Figure 5.

Downregulation or Dominant Repression of NIC2-Locus ERF Genes Inhibits Nicotine Biosynthesis in Transgenic Tobacco Roots.

Transcript levels are shown relative to empty vector control values, and error bars indicate the sd for three biological replicates. Clade numbers are indicated in parentheses.

(A) Schematic diagrams of the ERF189-RNAi, ERF189-EAR, and ERF179-EAR constructs. The ERF189-RNAi construct contains an intron of PDK (pyruvate orthophosphate dikinase from Flaveria trinerva) and two flanking ERF189 fragments in opposite orientations. ERF189-EAR and ERF179-EAR are fusion proteins with an EAR motif attached to the C termini of ERF189 and ERF179 via a short linker.

(B) Transcript levels of ERF genes in three ERF189 lines (R1 to R3; gray bars) and a vector control line (VC; white bars). Expression levels of clade 2 ERFs and clade 1 ERF10 were analyzed by qRT-PCR.

(C) Transcript levels of ERF genes in three ERF189-EAR lines (D1 to D3), three ERF179-EAR lines (D4 to D6), and a vector control line (VC). qRT-PCR was used to measure expression levels of both the endogenous ERF genes and the introduced transgenes.

(D) Transcript levels of tobacco metabolic enzyme genes. Tobacco hairy roots were cultured in the absence or presence of 100 μM MeJA for 24 h and analyzed for expression of the structural genes of nicotine biosynthesis (ODC, MPO, PMT, AO, QS, QPT, A622, and MATE1/2) and the control genes (ADC and SPDS) by qRT-PCR. In the VC line, MeJA increased the transcript levels as follows: ODC, 5.6-fold; PMT, 9.5-fold; QPT, 8.4-fold; A622, 9.2-fold; MATE1/2, 7.2-fold; and SPDS, 1.1-fold.
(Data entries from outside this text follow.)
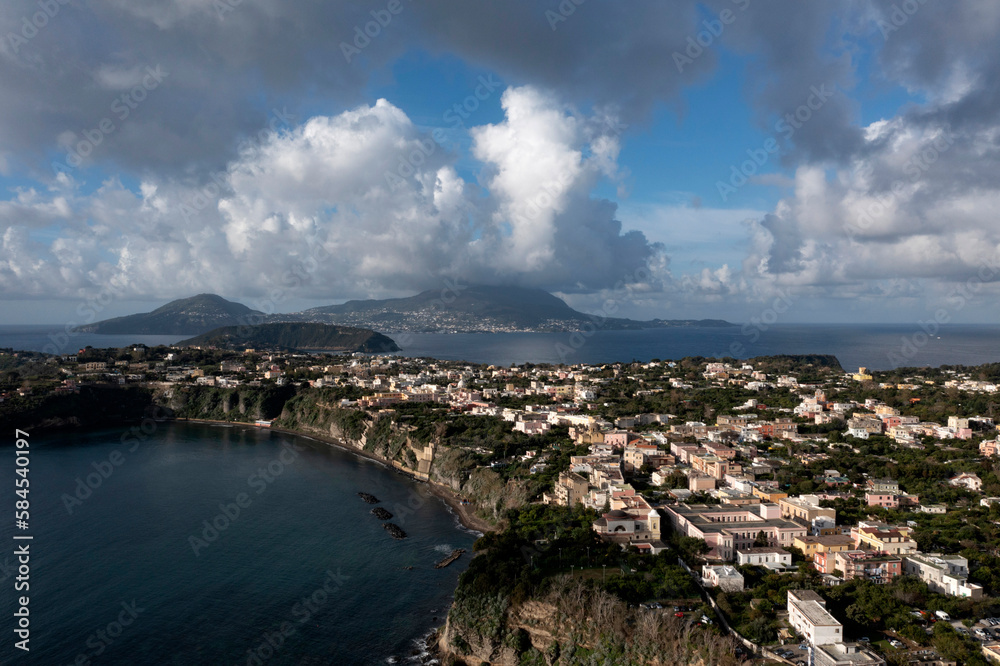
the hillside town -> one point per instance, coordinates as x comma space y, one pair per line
775, 474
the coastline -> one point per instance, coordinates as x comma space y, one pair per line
451, 498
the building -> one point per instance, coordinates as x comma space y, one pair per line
768, 494
966, 480
637, 526
845, 654
772, 558
723, 577
945, 574
805, 509
831, 543
868, 565
892, 540
887, 486
568, 490
884, 500
728, 529
992, 652
808, 615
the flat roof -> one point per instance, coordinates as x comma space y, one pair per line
857, 655
816, 614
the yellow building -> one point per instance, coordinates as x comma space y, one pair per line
768, 495
833, 543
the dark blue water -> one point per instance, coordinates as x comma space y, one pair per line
877, 346
304, 563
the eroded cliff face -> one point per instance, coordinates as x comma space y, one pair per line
379, 437
574, 624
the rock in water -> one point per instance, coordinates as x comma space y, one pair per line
394, 530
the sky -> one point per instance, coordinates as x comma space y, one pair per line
644, 159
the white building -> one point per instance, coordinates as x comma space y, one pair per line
764, 557
966, 480
808, 615
724, 577
945, 574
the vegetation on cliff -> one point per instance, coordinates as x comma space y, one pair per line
546, 590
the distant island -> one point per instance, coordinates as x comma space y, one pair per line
295, 336
467, 309
186, 316
479, 309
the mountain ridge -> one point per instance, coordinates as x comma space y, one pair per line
465, 309
185, 316
295, 335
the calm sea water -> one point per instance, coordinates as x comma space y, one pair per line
304, 564
878, 347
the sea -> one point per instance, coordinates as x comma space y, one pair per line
221, 545
875, 346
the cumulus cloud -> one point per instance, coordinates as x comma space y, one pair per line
361, 203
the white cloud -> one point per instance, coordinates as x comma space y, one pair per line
361, 203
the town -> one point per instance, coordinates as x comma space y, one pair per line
825, 517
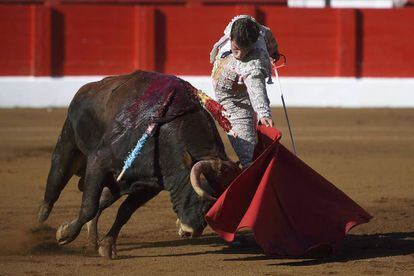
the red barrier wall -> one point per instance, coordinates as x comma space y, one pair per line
104, 37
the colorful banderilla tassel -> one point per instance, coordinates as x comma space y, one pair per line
144, 138
137, 150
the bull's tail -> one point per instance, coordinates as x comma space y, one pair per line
66, 161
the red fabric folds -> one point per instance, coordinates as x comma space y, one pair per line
290, 208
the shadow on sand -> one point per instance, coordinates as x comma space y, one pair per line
354, 247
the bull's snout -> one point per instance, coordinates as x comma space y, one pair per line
185, 231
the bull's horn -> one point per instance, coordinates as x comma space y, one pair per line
196, 171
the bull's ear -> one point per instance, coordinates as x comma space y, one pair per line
188, 160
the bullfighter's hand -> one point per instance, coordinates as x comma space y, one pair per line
267, 122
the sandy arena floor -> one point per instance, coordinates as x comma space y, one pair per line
369, 154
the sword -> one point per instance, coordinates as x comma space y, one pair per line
275, 67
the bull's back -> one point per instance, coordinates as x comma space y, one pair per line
96, 104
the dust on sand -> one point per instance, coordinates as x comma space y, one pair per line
366, 153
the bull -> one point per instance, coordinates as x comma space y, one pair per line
185, 156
(E) Alkaloid levels in the transgenic root lines. In one experiment, tobacco hairy roots were treated with 100 μM MeJA for 3 d. Significant differences among the lines were determined at P < 0.05 by one-way analysis of variance, followed by the Tukey-Kramer test, and are indicated by different letters. DW, dry weight.